Faith Healing?

In an age of CAT scans and magnetic resonance imaging, when physicians have been replaced by technicians, it is easy to forget that society’s original healers were priests and shamans.

“Medicine began in magic and was suffused with mysticism, and much of its healing power is still by use of various forms of magic, whether by that name or not,” says Sherwin Nuland, surgeon, medical historian, and author of How We Die: Reflections on Life’s Final Chapter. “We have certainly not paid sufficient attention to the spiritual needs of our patients.”

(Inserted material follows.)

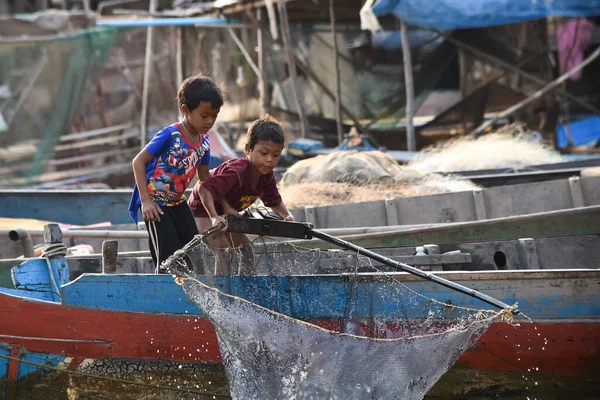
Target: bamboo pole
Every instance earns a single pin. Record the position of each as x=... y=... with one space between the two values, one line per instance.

Nuland, of Yale, spoke at a conference coordinated by Emory’s Program in Science and Society in April, part of a year-long investigation into faith and religion’s roles in healing, funded through a $70,000 grant from the University of California at Berkeley.

“As scientists, we have a tendency to leave personal beliefs out of the picture,” said Arri Eisen, director of the Science and Society program. “Scientific culture scoffs at the idea of putting the words spirit and science in the same sentence.”

While much of the evidence suggesting that faith can contribute to medical healing has been anecdotal, a few controlled studies have shown prayer and meditation to have a measurable positive impact. Surely the topic is worthy of further study, says Jorge Juncos, associate professor of neurology and a researcher in Emory’s Center for Complementary and Alternative Medicine.

“Is there a biology underlying the way prayer can bring about serenity and inner peace?” Juncos asks. “Studying the mechanisms through which prayer may act as a healing tool could have value to both society and medicine.”

In the Navajo tradition, health means keeping balance in every part of one’s world–physical, emotional, and spiritual, said Lori Arviso Alvord, assistant professor of surgery at Dartmouth Medical School and author of The Scalpel and the Silver Bear: The First Navajo Woman Surgeon Combines Western Medicine and Traditional Healing, who gave the keynote lecture at the conference. “Religion can be a force for healing,” she says. “It can give meaning to life, and there is something important about the will to live that greatly aids a person facing severe illness.”

Being confident that healing will occur is, indeed, a powerful force, says Joyce Burkhalter-Flueckiger, director of Emory’s Asian Studies Program and associate professor in the Department of Religion, who witnessed this firsthand through her field work with a Muslim religious healer in southern India.

The healer, whose patients called her Amma (literally, “mother,”) would declare success even before her patients left her clinic, showing that “the actual means through which the illnesses were attacked were less important than the confidence in the healer herself.”–M.J.L.